Yes it's really difficult to pull yourself out of that self doubt bubble. I would say I experience it nearly every week hahaha. I try not to spend too much time on Instagram if I am not feeling in the right headspace, as thats the first place that will trigger me to feel unaccomplished. I think there needs to be a balance as some worry is a necessity to push yourself to do more and better work. But too much and it can completely overwhelm you and that's not good at all. I try remind myself that for every commission that has fallen through for me, every other creative has been in the same situation one way or another and it's not personal. For me I often worry about more about way into the future things more than what's happening right at that moment, so it's not so much a self doubt/ worry that I've lost that specific commission but more that I worry I won't get commissions in 5 years time.
I also think that it is so cool that LUSH does that internally. I find it so refreshing that a global company provides opportunities for their team. What was the workshop like? Do you know how many other participants from your workshop that got to intern?
The workshop was quite fast paced, but it was all about generating ideas and doing loose design work. We would get grouped and would have to complete certain tasks like design a wrap or gift around a particular theme or that can be used in more ways than one etc. Throughout designing we were to keep in mind the core values of Lush like them being against animal testing, also being fresh and hand made, more eco friendly. It was like a mix of illustration, product design and textiles. There was 8-10 people. Three of us were taken on to intern however one person was only invited for the first sprint and the second was only invited down twice. They do this process twice a year roughly to offer opportunity to more people but I got to do the full year of sprints.
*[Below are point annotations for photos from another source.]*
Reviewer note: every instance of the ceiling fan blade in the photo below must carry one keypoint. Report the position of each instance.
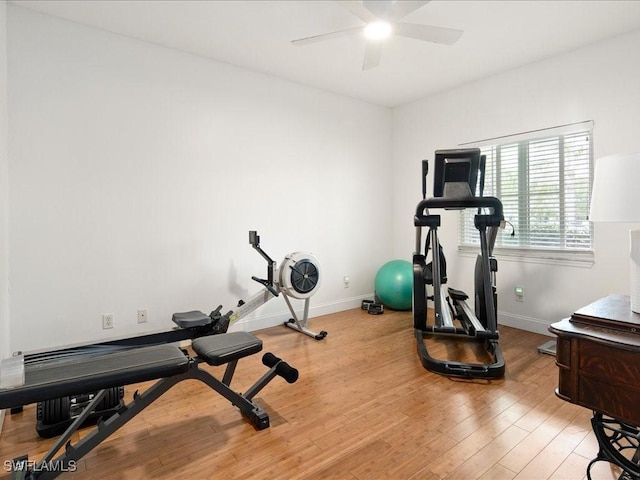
(428, 33)
(327, 36)
(379, 8)
(359, 10)
(401, 9)
(372, 54)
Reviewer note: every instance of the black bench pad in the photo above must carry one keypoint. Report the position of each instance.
(78, 375)
(220, 349)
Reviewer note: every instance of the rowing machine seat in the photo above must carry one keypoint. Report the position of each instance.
(220, 349)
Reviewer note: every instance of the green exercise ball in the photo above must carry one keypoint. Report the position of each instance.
(394, 284)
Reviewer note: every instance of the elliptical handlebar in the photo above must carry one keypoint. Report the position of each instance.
(496, 215)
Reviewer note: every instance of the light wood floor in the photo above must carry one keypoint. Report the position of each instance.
(363, 409)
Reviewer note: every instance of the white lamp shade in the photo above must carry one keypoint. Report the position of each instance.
(616, 189)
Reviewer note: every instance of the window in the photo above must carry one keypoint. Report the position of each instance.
(544, 184)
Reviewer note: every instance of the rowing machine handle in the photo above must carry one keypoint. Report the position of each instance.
(425, 171)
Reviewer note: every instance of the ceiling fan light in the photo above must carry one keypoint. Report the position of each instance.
(377, 30)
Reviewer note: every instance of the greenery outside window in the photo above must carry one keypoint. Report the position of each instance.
(544, 182)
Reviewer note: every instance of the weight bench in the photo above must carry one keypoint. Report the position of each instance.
(168, 364)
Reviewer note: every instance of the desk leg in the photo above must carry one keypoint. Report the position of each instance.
(619, 444)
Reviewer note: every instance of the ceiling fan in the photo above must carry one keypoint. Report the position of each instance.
(381, 20)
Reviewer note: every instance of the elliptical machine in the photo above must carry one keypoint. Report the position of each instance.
(456, 177)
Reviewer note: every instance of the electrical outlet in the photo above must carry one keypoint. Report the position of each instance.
(107, 320)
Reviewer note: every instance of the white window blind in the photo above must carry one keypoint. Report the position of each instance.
(544, 185)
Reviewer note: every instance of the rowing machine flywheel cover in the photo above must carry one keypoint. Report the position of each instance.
(299, 275)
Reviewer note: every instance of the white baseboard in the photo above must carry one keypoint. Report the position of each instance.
(259, 322)
(528, 324)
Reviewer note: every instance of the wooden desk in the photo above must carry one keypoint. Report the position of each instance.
(598, 357)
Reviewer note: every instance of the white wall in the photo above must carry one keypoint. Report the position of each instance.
(137, 172)
(597, 83)
(4, 245)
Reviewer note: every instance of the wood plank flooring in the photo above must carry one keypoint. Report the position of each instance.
(364, 408)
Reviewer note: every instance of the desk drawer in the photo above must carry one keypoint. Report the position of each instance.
(618, 367)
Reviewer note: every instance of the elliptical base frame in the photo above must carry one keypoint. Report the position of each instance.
(450, 368)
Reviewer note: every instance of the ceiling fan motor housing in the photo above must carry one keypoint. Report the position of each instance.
(299, 275)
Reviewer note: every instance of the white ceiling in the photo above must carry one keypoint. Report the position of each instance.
(499, 35)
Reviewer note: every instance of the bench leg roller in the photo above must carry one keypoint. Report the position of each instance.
(277, 367)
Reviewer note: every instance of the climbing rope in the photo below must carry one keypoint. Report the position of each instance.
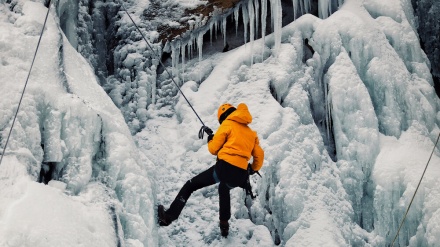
(415, 192)
(25, 85)
(158, 58)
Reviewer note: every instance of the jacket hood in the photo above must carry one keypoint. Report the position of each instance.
(241, 115)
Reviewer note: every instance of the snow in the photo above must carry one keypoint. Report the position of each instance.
(347, 123)
(66, 118)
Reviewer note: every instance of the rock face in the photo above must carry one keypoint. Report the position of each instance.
(184, 20)
(428, 18)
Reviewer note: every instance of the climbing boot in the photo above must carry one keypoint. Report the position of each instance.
(162, 216)
(224, 228)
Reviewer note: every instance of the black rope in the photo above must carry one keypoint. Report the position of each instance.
(27, 79)
(158, 58)
(412, 199)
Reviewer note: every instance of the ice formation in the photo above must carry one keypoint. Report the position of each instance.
(66, 121)
(343, 103)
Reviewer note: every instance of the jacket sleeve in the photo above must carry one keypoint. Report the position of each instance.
(258, 155)
(219, 139)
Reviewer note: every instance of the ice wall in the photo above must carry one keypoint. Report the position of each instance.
(68, 120)
(428, 26)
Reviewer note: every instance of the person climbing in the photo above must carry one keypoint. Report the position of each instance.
(234, 143)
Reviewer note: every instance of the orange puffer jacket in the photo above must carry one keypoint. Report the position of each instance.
(234, 142)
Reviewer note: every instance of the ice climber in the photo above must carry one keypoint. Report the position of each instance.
(234, 143)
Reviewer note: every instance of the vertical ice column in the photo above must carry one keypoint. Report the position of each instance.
(340, 2)
(236, 16)
(307, 6)
(295, 8)
(324, 8)
(210, 31)
(224, 30)
(257, 11)
(252, 27)
(200, 45)
(182, 53)
(245, 21)
(263, 22)
(154, 80)
(277, 23)
(173, 58)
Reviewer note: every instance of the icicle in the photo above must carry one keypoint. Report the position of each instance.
(182, 53)
(263, 23)
(245, 21)
(210, 32)
(251, 12)
(215, 28)
(224, 21)
(340, 2)
(257, 11)
(200, 45)
(295, 8)
(324, 8)
(272, 15)
(236, 16)
(173, 58)
(307, 6)
(277, 23)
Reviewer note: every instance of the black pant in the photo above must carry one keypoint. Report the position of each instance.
(229, 177)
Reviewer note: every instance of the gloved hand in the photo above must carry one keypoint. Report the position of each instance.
(206, 130)
(251, 171)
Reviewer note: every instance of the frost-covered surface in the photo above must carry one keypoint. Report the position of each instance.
(68, 120)
(366, 79)
(428, 25)
(347, 121)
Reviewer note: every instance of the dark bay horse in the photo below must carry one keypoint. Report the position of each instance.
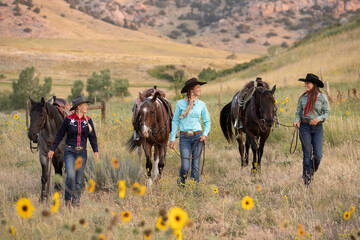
(46, 119)
(153, 125)
(255, 107)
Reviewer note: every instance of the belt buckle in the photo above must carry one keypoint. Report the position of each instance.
(190, 133)
(78, 148)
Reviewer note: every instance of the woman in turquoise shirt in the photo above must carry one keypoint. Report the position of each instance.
(188, 114)
(312, 110)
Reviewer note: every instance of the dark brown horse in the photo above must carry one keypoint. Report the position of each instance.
(46, 119)
(254, 107)
(153, 125)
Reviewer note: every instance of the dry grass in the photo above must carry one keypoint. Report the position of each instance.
(282, 199)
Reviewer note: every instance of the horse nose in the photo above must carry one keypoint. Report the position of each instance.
(269, 122)
(145, 131)
(32, 136)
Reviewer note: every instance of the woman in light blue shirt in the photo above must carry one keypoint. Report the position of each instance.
(312, 110)
(188, 114)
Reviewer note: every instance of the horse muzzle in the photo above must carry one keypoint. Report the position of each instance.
(33, 136)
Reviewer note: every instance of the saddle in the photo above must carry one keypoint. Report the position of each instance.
(243, 97)
(61, 104)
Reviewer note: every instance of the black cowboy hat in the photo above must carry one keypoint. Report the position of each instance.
(76, 101)
(190, 83)
(313, 79)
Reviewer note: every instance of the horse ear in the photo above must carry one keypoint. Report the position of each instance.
(156, 95)
(273, 90)
(31, 101)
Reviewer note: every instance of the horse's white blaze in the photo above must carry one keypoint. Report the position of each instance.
(156, 171)
(145, 131)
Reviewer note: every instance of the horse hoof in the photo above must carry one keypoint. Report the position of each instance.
(149, 183)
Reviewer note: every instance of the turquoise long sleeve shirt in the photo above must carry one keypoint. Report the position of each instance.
(321, 109)
(192, 121)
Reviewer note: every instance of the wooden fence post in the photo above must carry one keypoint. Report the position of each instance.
(103, 111)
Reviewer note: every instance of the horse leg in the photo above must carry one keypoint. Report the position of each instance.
(156, 161)
(147, 149)
(140, 152)
(162, 159)
(241, 150)
(261, 147)
(254, 148)
(58, 163)
(247, 147)
(44, 175)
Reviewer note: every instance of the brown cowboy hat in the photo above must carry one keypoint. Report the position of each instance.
(313, 79)
(76, 101)
(191, 83)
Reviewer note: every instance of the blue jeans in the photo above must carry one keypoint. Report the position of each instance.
(74, 177)
(187, 144)
(312, 143)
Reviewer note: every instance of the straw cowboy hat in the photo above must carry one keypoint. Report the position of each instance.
(313, 79)
(191, 83)
(76, 101)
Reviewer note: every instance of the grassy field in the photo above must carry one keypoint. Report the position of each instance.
(281, 201)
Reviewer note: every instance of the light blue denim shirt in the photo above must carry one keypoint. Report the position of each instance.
(192, 121)
(321, 109)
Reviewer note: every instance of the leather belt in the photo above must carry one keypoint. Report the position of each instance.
(308, 121)
(190, 133)
(77, 148)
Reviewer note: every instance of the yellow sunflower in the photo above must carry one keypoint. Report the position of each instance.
(147, 234)
(247, 203)
(55, 205)
(126, 216)
(301, 231)
(347, 215)
(12, 230)
(56, 195)
(24, 208)
(91, 186)
(78, 163)
(352, 209)
(161, 224)
(115, 162)
(122, 189)
(178, 234)
(101, 237)
(177, 218)
(138, 189)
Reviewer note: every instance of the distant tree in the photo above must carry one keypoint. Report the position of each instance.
(121, 86)
(28, 86)
(207, 74)
(76, 90)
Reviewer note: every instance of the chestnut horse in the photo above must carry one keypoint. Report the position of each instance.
(257, 115)
(46, 119)
(152, 127)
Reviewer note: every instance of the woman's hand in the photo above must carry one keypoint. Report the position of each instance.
(202, 138)
(50, 154)
(314, 121)
(96, 156)
(172, 144)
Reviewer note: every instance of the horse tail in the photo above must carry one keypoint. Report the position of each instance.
(225, 122)
(131, 144)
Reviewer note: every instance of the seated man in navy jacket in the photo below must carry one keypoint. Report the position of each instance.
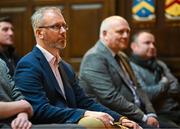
(50, 84)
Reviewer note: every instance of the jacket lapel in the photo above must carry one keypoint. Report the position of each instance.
(51, 80)
(70, 98)
(112, 61)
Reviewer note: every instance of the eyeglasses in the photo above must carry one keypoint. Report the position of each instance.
(56, 27)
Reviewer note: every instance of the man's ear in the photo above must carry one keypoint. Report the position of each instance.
(39, 33)
(133, 45)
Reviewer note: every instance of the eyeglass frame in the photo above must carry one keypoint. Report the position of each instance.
(55, 27)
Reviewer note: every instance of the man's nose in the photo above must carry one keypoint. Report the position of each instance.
(125, 34)
(10, 32)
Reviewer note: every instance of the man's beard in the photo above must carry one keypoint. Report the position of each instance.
(58, 45)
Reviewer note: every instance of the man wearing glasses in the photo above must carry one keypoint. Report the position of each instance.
(50, 84)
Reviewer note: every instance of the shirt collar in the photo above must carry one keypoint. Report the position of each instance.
(49, 57)
(103, 42)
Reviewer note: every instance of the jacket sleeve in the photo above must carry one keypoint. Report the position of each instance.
(83, 101)
(28, 78)
(95, 77)
(145, 79)
(174, 86)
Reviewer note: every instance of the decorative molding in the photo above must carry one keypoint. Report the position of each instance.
(12, 9)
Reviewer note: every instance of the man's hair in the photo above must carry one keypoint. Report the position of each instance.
(5, 19)
(107, 22)
(136, 35)
(37, 17)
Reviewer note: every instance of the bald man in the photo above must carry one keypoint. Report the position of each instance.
(106, 75)
(155, 77)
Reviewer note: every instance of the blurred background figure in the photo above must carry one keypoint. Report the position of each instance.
(7, 50)
(155, 77)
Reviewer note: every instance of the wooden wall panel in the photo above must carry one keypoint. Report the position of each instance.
(167, 33)
(82, 16)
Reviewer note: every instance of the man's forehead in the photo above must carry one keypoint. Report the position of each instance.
(5, 24)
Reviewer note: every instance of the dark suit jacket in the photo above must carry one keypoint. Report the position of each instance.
(102, 78)
(37, 82)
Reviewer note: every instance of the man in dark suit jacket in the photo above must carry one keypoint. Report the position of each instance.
(7, 50)
(50, 84)
(112, 82)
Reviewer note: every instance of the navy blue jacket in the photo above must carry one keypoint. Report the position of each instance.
(38, 84)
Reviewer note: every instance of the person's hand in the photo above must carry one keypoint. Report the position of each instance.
(152, 121)
(104, 117)
(130, 124)
(27, 107)
(21, 122)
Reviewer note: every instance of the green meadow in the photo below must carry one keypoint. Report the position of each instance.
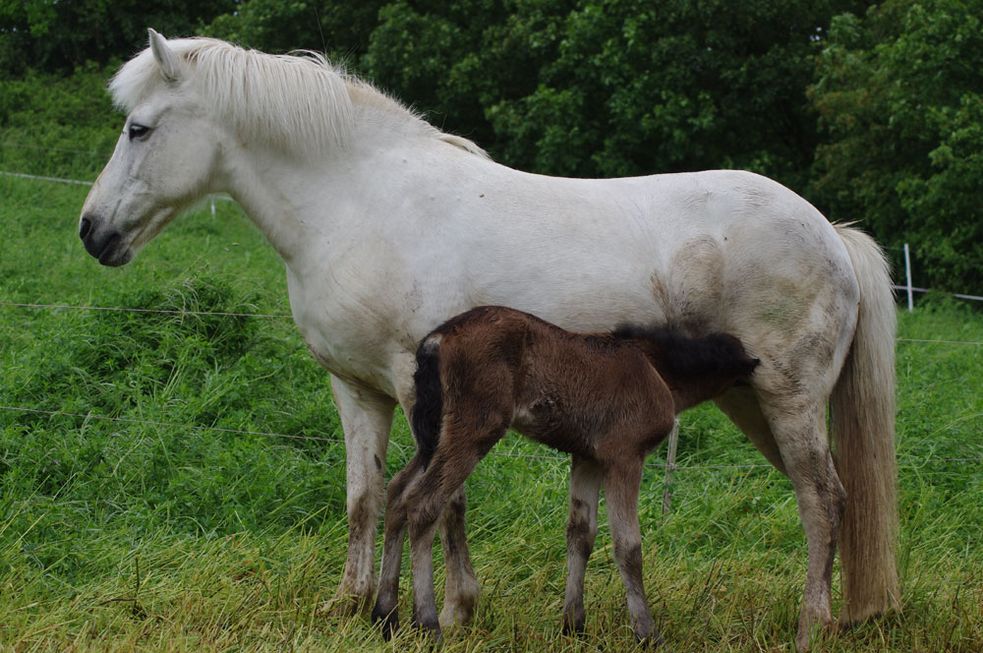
(172, 479)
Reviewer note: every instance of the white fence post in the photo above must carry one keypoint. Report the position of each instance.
(911, 301)
(670, 466)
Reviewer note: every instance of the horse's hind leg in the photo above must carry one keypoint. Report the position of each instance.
(740, 404)
(585, 482)
(621, 483)
(461, 586)
(385, 610)
(800, 431)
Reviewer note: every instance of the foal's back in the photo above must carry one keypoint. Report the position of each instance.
(573, 392)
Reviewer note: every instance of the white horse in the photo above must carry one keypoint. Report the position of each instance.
(388, 227)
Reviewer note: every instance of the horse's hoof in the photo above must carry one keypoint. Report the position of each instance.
(344, 606)
(651, 640)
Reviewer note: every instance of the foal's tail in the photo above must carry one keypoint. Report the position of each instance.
(428, 407)
(862, 407)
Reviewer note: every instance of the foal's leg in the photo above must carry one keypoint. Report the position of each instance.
(801, 436)
(366, 417)
(426, 498)
(585, 481)
(621, 483)
(392, 551)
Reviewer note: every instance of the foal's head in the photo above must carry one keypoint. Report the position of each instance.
(195, 106)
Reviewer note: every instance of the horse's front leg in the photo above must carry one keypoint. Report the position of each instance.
(585, 482)
(366, 417)
(461, 586)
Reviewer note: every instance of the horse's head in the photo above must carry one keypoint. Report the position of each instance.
(165, 159)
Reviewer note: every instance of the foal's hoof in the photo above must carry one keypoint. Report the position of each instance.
(343, 606)
(387, 620)
(651, 640)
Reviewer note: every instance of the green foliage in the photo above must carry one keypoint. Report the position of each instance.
(622, 87)
(340, 29)
(900, 97)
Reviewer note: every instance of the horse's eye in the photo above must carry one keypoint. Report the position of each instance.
(136, 131)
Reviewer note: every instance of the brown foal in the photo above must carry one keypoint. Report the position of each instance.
(607, 399)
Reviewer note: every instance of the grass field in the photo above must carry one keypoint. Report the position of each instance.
(133, 517)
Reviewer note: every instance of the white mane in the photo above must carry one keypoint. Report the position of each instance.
(300, 102)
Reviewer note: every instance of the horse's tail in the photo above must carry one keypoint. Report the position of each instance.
(685, 361)
(428, 407)
(862, 407)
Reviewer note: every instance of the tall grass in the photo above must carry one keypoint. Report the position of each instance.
(156, 505)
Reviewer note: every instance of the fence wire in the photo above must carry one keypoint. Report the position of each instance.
(286, 316)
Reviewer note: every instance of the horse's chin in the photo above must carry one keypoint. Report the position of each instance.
(117, 257)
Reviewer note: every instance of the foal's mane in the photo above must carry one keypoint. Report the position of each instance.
(296, 101)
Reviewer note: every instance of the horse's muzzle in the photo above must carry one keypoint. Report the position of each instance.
(103, 244)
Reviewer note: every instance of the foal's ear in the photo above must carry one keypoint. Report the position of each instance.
(167, 59)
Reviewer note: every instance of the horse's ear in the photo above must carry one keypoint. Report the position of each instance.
(170, 65)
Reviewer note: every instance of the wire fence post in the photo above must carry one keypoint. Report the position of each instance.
(911, 301)
(670, 467)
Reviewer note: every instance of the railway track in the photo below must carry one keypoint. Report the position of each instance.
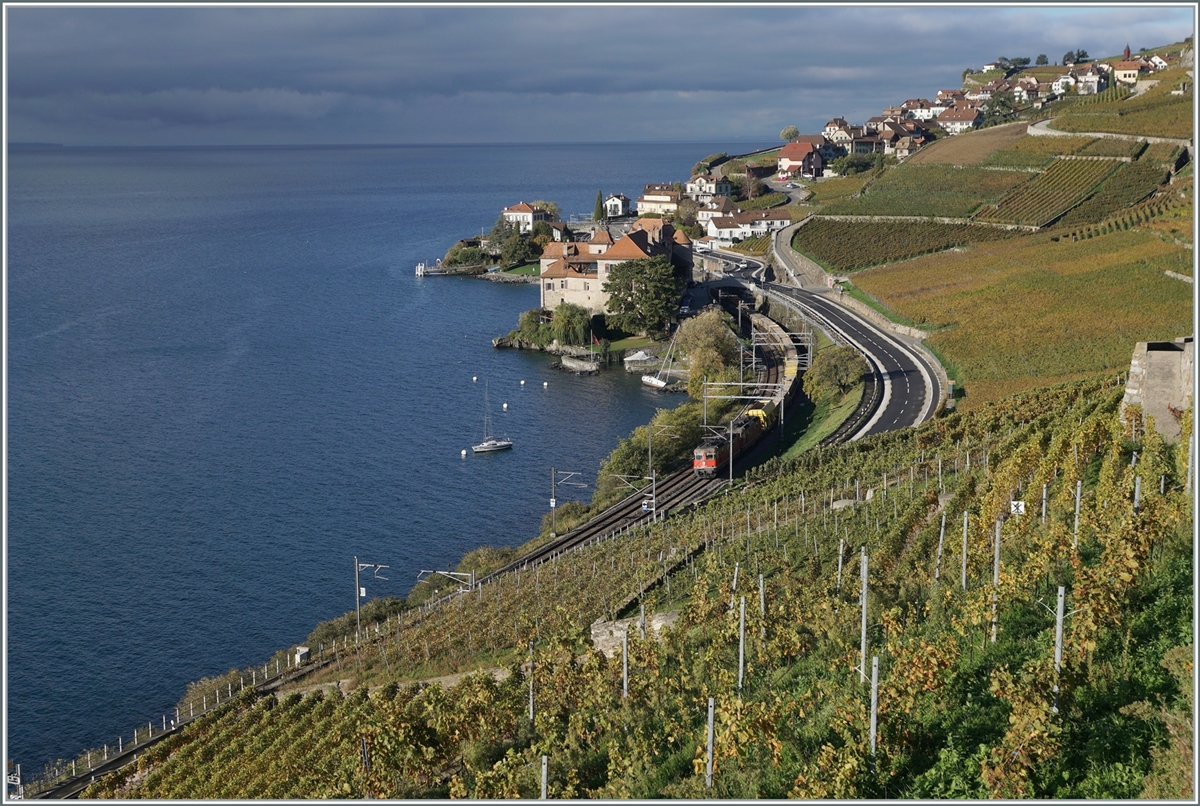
(673, 492)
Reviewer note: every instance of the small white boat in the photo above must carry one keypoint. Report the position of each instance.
(663, 378)
(654, 380)
(491, 443)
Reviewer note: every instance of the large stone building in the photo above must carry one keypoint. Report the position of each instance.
(576, 271)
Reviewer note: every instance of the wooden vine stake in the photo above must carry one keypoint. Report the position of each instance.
(708, 755)
(742, 644)
(995, 583)
(941, 537)
(862, 666)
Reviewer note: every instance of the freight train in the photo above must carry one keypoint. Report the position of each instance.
(757, 416)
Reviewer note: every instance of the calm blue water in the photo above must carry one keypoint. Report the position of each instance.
(225, 383)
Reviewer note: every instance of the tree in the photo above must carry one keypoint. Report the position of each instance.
(552, 208)
(708, 331)
(517, 250)
(570, 324)
(1000, 109)
(685, 214)
(834, 372)
(642, 294)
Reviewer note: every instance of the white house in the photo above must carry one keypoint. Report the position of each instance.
(525, 216)
(617, 205)
(960, 119)
(658, 199)
(750, 223)
(705, 186)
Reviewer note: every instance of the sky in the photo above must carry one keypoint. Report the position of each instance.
(173, 74)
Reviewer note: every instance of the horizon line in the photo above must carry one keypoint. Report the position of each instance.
(35, 144)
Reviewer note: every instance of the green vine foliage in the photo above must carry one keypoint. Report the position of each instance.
(959, 715)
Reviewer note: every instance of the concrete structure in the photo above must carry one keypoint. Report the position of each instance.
(525, 215)
(1161, 380)
(617, 205)
(576, 272)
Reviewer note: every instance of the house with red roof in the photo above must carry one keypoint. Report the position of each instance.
(803, 158)
(525, 216)
(960, 119)
(576, 271)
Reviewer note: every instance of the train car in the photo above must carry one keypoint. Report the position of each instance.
(765, 410)
(759, 416)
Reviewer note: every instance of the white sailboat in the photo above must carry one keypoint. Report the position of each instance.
(663, 377)
(491, 443)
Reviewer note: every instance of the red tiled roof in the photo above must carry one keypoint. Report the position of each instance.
(797, 150)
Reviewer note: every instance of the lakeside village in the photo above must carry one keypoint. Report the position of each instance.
(678, 235)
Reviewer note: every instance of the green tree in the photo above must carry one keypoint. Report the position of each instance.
(570, 324)
(1000, 109)
(708, 330)
(502, 230)
(642, 294)
(834, 372)
(556, 212)
(517, 250)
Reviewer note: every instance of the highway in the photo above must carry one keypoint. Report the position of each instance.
(910, 383)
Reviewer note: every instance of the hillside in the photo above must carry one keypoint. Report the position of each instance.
(1050, 257)
(969, 703)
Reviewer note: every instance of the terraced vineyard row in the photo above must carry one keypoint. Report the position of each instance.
(1132, 182)
(1036, 151)
(1050, 193)
(971, 702)
(931, 190)
(850, 245)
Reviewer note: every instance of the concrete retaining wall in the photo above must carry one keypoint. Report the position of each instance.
(1161, 377)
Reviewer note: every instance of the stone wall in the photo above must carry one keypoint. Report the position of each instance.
(1161, 380)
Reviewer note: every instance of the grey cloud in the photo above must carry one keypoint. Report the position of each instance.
(396, 72)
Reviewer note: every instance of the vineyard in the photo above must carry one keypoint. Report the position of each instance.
(1020, 312)
(865, 621)
(933, 190)
(1050, 193)
(850, 245)
(1111, 146)
(828, 191)
(1037, 151)
(1132, 182)
(1153, 112)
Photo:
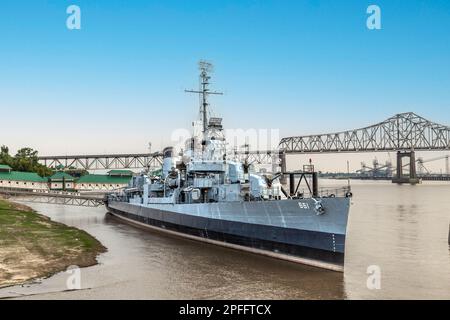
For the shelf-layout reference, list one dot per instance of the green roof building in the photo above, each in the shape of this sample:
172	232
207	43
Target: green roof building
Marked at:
120	173
115	179
62	181
21	180
5	168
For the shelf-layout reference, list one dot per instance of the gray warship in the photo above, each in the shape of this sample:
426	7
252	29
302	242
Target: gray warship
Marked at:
201	194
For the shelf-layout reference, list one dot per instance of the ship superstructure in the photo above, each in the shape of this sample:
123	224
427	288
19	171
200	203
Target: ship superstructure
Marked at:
200	194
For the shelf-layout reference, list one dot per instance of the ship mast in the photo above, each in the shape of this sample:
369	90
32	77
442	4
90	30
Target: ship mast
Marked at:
205	68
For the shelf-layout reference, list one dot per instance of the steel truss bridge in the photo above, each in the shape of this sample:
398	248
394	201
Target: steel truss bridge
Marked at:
142	160
404	131
63	198
104	161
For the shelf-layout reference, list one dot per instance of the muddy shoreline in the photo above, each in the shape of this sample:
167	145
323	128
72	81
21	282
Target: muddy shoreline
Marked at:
32	246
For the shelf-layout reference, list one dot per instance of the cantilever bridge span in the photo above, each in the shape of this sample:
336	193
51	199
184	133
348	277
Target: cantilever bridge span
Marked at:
404	131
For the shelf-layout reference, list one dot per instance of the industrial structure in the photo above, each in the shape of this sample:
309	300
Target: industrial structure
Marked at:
404	133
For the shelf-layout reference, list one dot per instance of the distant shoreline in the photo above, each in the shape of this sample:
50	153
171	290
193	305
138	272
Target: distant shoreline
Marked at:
32	246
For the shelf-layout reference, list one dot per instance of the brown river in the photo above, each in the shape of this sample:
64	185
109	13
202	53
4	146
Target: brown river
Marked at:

They wanted to see how you responded to design challenges and how you come up with creative and collaborative solutions.

When you interned and went back those 4 times, did they provide you with a wage or some other compensation?
Yes so I got all my expenses paid for: flights, trains, accomodation, food allowances etc. I also got paid, but it was just my basic shop pay £9 per hour for 40 hours each week. So I felt even though I wasn't getting a designer's pay, the accomodation and food costs etc made it worth it. I know I was really lucky, since a lot of internships in those circumstances would not be paid!
All imagery is created and supplied by Lauren @laurenmorsley
What does your creative process look like?
It really depends what the brief is and what format. But for a typical brief I would usually start with researching the brand or company a little, then go straight to making notes and really really rough sketches. I don't really do the whole traditional sketchbook thing. I've tried so many times but I'd rather just have a small notebook and do more idea brainstorming. I just get thoughts all down on paper and maybe then do rough compositions. Once I've got an idea to start with I go straight to my computer and start mocking up. I look at every commission like a problem to be solved with a punch a colour and quirk.

How do you define success or being successful?
For me success would be reached If I still enjoy the job after another 25 years haha. I would love to be able to fully sustain myself on a design income, and I think it's important that people aren't ashamed about being open about that and being business minded (It's VERY important). But if I didn't still enjoy what I work on in 25 years time then there's issues there. Not saying that I have to enjoy every aspect all the time, but as long as I am still enjoying the hard work when I'm 50 I'm happy!